L'effetto del costo della vita

Un confronto tra Nord e Sud del Paese non esaurisce però la panoramica degli effetti perversi generati alla contrattazione collettiva. Un recente studio di Belloc, Naticchioni e Vittori (2019) ha infatti preso in analisi le differenze nei salari reali dei lavoratori dipendenti occupati in diversi Sistemi Locali del Lavoro (Sll). A fronte di salari nominali che rimangono comparabili, la Figura 1 evidenzia infatti importanti differenze nel costo della vita che emergono anche tra territori adiacenti, all’interno di una stessa regione.

 

Indice dei prezzi al consumo (2005-2015)
Indice dei prezzi al consumo (2005-2015)

Un’analisi statistica del fenomeno mostra come la densità di popolazione dei Sll non abbia alcun effetto sui salari nominali. In altre parole, i salari nominali sono uniformi sul territorio, indipendentemente dalla densità di popolazione dell’area considerata. Prendendo invece in analisi i salari reali, emerge come nelle aree urbane del Paese, quelle più densamente popolate, questi risultino essere più bassi. In media, al raddoppio della densità di popolazione di un territorio, i salari reali diminuiscono del 2.6%. A causa di un costo della vita più alto e di salari nominali fissi, le aree urbane e produttive del Paese sono così anche quelle dove il potere d’acquisto risulta essere più basso.

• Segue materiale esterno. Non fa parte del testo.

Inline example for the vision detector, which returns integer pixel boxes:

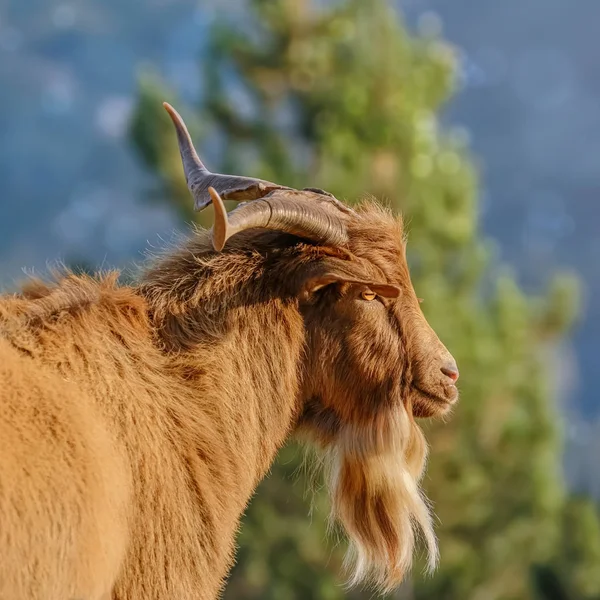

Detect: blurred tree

[132,0,600,600]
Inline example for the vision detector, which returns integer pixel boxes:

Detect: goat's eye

[360,290,377,302]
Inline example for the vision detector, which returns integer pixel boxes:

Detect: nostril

[441,361,459,382]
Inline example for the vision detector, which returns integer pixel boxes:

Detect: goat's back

[0,337,130,600]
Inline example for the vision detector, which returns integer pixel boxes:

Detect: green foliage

[133,0,600,600]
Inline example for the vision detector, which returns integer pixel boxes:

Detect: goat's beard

[324,406,438,592]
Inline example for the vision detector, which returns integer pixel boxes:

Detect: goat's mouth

[413,383,458,418]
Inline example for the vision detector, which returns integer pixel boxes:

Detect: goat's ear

[304,273,400,298]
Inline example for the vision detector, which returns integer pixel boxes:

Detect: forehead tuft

[348,201,409,283]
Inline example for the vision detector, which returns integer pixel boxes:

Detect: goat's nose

[441,358,459,382]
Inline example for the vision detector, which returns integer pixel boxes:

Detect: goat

[0,105,458,600]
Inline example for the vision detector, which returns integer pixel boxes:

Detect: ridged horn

[208,187,348,251]
[163,102,291,211]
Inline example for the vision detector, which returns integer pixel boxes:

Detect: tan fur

[0,199,449,600]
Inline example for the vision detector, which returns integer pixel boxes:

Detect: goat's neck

[151,300,303,502]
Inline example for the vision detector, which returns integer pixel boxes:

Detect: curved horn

[163,102,290,210]
[208,187,348,251]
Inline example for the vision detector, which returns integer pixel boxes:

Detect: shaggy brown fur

[0,199,456,600]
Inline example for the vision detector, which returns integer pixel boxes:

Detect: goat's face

[302,207,458,423]
[298,206,458,590]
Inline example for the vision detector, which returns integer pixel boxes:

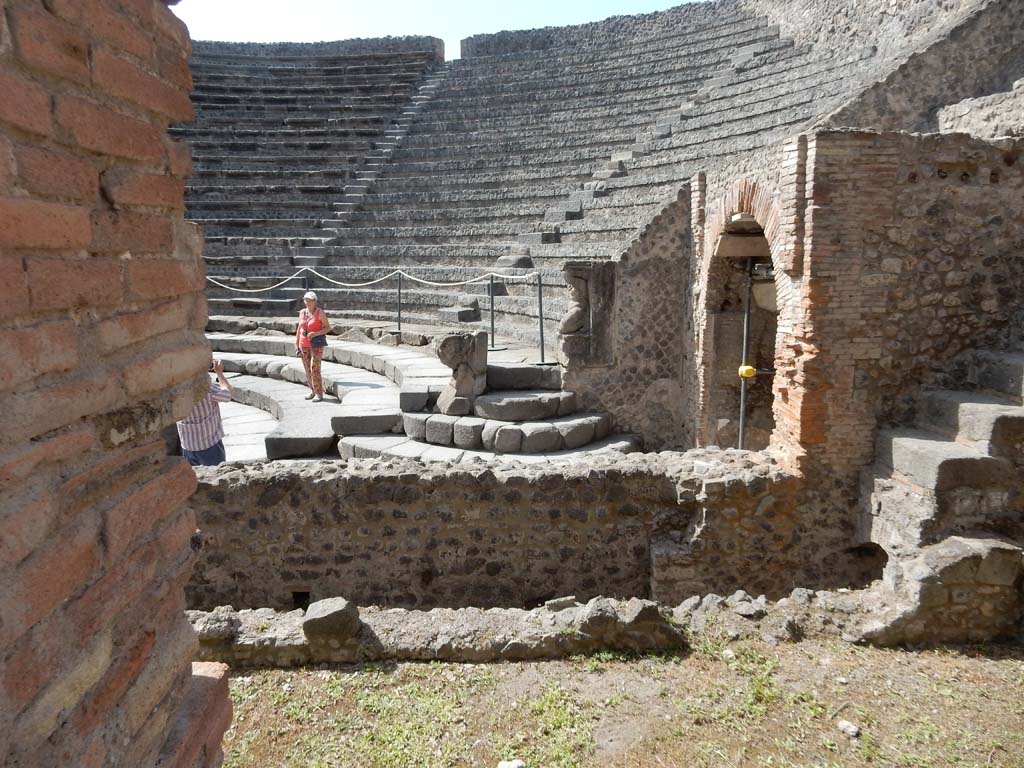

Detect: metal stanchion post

[487,274,505,352]
[398,272,401,333]
[537,272,545,366]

I salari senza accordi collettivi

Ma cosa succederebbe in assenza della contrattazione collettiva? Per comprenderlo possiamo considerare le dinamiche salariali dei lavoratori parasubordinati. Infatti, benché sotto molti aspetti questi svolgano mansioni equiparabili a quelle previste per i lavoratori alle dipendenze, i loro salari non sono soggetti alla contrattazione collettiva ma sono il frutto di una contrattazione decentralizzata, a livello di impresa. In questo caso, nei territori maggiormente popolati – i.e. nelle aree urbane – i lavoratori parasubordinati ottengono salari nominali relativamente più alti. Al raddoppio della densità di un territorio, i salari nominali crescono in media del 5.4%.

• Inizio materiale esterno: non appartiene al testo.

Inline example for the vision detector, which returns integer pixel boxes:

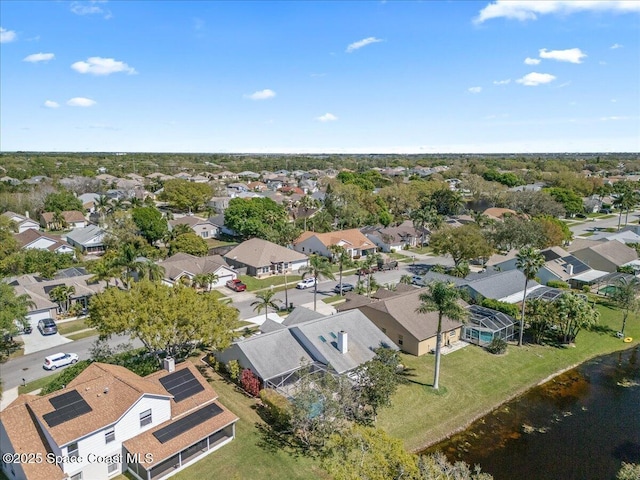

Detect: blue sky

[0,0,640,153]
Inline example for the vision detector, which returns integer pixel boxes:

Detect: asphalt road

[569,211,640,235]
[0,336,142,390]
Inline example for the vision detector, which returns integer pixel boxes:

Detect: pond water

[424,346,640,480]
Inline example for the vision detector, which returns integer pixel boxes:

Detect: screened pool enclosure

[462,305,515,347]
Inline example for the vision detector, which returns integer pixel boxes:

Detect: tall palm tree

[611,277,640,337]
[330,246,353,295]
[251,290,280,320]
[516,247,545,347]
[416,282,467,390]
[298,254,336,311]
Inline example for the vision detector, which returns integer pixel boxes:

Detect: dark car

[38,318,58,335]
[333,283,355,293]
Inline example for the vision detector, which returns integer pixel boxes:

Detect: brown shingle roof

[0,402,65,480]
[294,228,375,249]
[225,238,307,267]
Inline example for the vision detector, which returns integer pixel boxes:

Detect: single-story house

[217,310,397,389]
[362,220,429,252]
[66,225,106,254]
[15,228,76,256]
[0,359,238,480]
[158,252,238,288]
[293,228,378,258]
[2,212,40,233]
[40,210,89,230]
[169,215,220,239]
[573,240,638,273]
[224,238,309,277]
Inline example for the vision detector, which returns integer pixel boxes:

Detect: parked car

[42,353,78,370]
[38,318,58,335]
[296,277,316,290]
[333,283,355,293]
[227,278,247,292]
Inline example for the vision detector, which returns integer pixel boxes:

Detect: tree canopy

[87,280,238,358]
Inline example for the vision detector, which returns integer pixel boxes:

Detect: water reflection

[427,347,640,480]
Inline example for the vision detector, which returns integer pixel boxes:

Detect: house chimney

[338,330,349,353]
[163,357,176,372]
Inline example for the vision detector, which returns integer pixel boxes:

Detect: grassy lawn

[378,305,640,451]
[168,363,329,480]
[65,328,98,340]
[18,372,62,394]
[239,275,302,292]
[58,319,89,335]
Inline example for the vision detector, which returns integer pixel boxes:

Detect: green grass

[239,275,302,292]
[18,372,62,394]
[173,367,329,480]
[378,305,640,451]
[58,319,88,335]
[65,328,98,340]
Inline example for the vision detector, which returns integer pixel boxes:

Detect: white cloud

[67,97,96,107]
[70,0,113,20]
[22,53,55,63]
[71,57,137,75]
[516,72,556,87]
[244,88,276,100]
[345,37,383,53]
[0,27,17,43]
[316,112,338,122]
[473,0,640,24]
[540,48,587,63]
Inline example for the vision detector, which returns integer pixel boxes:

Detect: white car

[42,353,78,370]
[296,277,316,290]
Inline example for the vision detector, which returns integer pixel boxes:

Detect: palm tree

[516,247,545,347]
[611,277,640,337]
[251,290,280,320]
[416,281,467,390]
[330,246,353,295]
[298,254,336,311]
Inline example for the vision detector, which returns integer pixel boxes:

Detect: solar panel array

[42,390,92,427]
[153,403,222,443]
[160,368,204,402]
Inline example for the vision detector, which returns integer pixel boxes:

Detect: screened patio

Questo forte aumento dei salari nominali si traduce in un effetto positivo anche sui salari reali (2.6%). In altre parole, nelle aree con un costo della vita più alto, la contrattazione decentralizzata porta a salari nominali in linea con la maggiore produttività del territorio, neutralizzando le differenze nei prezzi al consumo. L’evidenza empirica mostra ormai chiaramente come occorra superare l’eguaglianza di facciata perseguita tramite la contrattazione collettiva per incentivare invece una maggiore equità sostanziale tra lavoratori residenti e/o occupati in diverse aree geografiche del Paese.